Here are the key differences between the Ryan budget and the Budget for All in a side-by-side comparison chart:

Ryan budget

Budget for All

Job creation and economic recovery:

By decreasing near-term aggregate demand, the Ryan budget would reduce employment by 1.3 million jobs in fiscal 2013 and 2.8 million in fiscal 2014. In contrast, by increasing near-term aggregate demand, the Budget for All would increase employment by 2.1 million jobs in fiscal 2013 and 1.2 million in fiscal 2014.

Discretionary spending priorities and public investments:

The Ryan budget would ramp up defense spending despite wars ending in Iraq and Afghanistan, while slashing nondefense discretionary spending (NDD). In contrast, the Budget for All recognizes the economic imperative for public investment and would take advantage of the opportunities afforded by the ending of wars in Iraq and Afghanistan to reorient discretionary spending toward high-return investments.

Economic security and opportunity:

The Ryan budget would cut deeply into the social safety net and scale back tax credits for lower-income households, while calling for steep reductions in tax rates for upper-income households. In contrast, the Budget for All would protect the social safety net that has been vital to so many since the Great Recession began, while also targeting tax cuts toward low- and middle-income families.

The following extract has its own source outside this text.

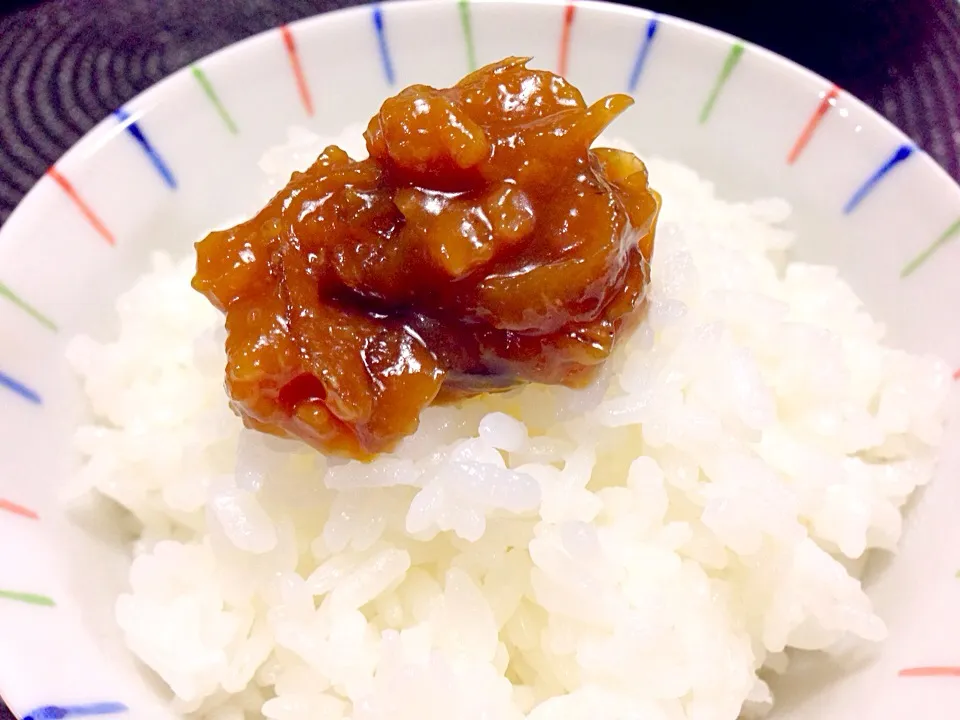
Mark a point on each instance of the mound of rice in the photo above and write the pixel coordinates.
(639, 549)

Health care costs and coverage:

The provisions in the Ryan budget regarding health security ignore the reality that, in the absence of social insurance, market failures will keep the private sector from ever adequately covering large portions of the population. The Budget for All, conversely, recognizes the value of existing health security programs and also realizes that even more must be done to ensure health security for all Americans and to use government purchasing power to slow national health expenditure growth.

Tax policy:

The Ryan budget would maintain all of the Bush-era tax cuts and would even expand them for most households, while offering an implausibly large offsetting revenue gain from broadening the tax base (via eliminating unspecified tax expenditures). In contrast, the Budget for All honestly determines what is needed to fund its spending priorities and aims to finance these needs by raising revenue from those households that have the highest incomes and have captured most of the overall income gains generated in recent decades.